まずは、納棺の儀式を行うための技術力が求められます。儀式をプロデュースするにあたり、亡くなった方の扱い方や着付け、メイクのスキル、さらに宗教的な知識も必要です。また、空間を作り上げるには、コミュニケーション能力も欠かせません。ご遺族の中にはひどく緊張されている方もいらっしゃいますので、「お足元を崩していただいて、途中でお手洗いに行かれても大丈夫ですよ」などとお声がけをして、不安や緊張を解いていきます。

そして、最後に心配り。大切な方を亡くされたご遺族は、喪失体験により不安、悲しみ、孤独、無力感などの感情を抱えています。一人の人間として、プロの納棺師として、どのようにご遺族に寄り添っていくかを一人ひとりが考えながら、業務にあたる必要があります。

──「心配り」のスキルを磨くのは難しさが伴うと思いますが、おくりびとアカデミーでは、どのようにご指導をされていますか?

当アカデミーにいらっしゃる生徒さんは、身近な方を亡くした原体験がある方が多いんです。そのとき担当した納棺師を通して、この仕事をしたいという思いが芽生えたという話をよく聞きます。

だから、最初からご遺族の気持ちに寄り添いやすいという一面はあると思いますが、面談の際に「別れ方は十人十色で、やるせなくなるようなつらい別れの現場もある」という事実は、ありのままに伝えます。

そのうえで入所を決めてくれた生徒さんたちは、グリーフケア(※)の授業を通して死生観を養っていきます。
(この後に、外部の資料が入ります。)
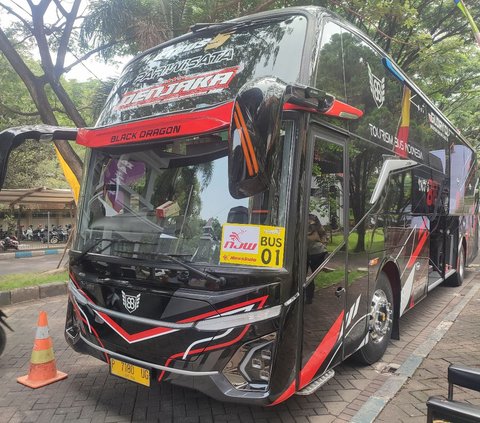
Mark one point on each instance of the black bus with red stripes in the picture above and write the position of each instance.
(196, 261)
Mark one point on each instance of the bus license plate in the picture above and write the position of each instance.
(129, 371)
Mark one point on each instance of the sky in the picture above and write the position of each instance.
(91, 68)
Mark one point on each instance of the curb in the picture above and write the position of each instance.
(377, 402)
(31, 293)
(31, 253)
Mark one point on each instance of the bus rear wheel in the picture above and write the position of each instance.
(457, 278)
(380, 322)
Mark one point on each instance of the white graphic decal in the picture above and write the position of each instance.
(407, 291)
(178, 88)
(130, 302)
(208, 59)
(377, 87)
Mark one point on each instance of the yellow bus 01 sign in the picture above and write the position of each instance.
(253, 245)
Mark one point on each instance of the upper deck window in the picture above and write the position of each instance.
(206, 69)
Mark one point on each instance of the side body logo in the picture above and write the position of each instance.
(377, 87)
(130, 302)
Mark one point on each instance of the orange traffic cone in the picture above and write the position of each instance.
(43, 370)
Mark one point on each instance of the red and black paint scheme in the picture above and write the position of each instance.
(189, 263)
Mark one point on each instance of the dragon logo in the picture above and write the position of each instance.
(130, 302)
(377, 87)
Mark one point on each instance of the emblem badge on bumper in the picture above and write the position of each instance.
(130, 302)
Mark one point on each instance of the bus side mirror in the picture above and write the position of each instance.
(12, 138)
(255, 127)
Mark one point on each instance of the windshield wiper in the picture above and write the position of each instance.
(97, 241)
(172, 257)
(206, 275)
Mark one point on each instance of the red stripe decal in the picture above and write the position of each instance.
(316, 360)
(149, 333)
(170, 126)
(421, 242)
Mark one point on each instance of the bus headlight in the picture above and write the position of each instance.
(249, 368)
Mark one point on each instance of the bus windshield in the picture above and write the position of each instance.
(172, 198)
(206, 68)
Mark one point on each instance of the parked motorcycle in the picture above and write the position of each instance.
(9, 242)
(56, 235)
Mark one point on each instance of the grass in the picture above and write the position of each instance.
(21, 280)
(324, 279)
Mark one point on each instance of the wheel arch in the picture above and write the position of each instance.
(393, 275)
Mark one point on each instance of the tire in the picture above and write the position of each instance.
(380, 322)
(457, 278)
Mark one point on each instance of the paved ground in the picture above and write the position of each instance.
(90, 394)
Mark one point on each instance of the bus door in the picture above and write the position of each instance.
(324, 291)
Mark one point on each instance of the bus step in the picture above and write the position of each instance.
(317, 383)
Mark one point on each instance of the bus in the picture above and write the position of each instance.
(216, 156)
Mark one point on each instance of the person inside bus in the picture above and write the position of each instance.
(316, 251)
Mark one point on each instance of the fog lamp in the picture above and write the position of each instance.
(250, 367)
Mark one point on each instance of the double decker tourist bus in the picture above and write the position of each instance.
(216, 157)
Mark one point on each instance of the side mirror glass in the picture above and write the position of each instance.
(14, 137)
(255, 126)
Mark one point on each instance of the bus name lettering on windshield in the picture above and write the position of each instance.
(146, 134)
(253, 245)
(154, 74)
(178, 88)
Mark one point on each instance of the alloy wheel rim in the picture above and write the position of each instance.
(380, 316)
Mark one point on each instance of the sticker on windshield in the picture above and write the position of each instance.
(178, 88)
(217, 41)
(253, 245)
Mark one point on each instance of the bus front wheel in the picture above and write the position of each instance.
(380, 322)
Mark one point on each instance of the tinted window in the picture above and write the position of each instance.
(206, 69)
この授業では、喪失体験を経験した方の心理的影響、身体的影響を理論的に学びつつ、自身の喪失体験や同級生の喪失体験を共有することで死生観を磨いていきます。

※グリーフケア:死別を経験し、喪失と立ち直りとの間で感情が揺れ不安定になっている状態の人に、さりげなく寄り添い、援助すること。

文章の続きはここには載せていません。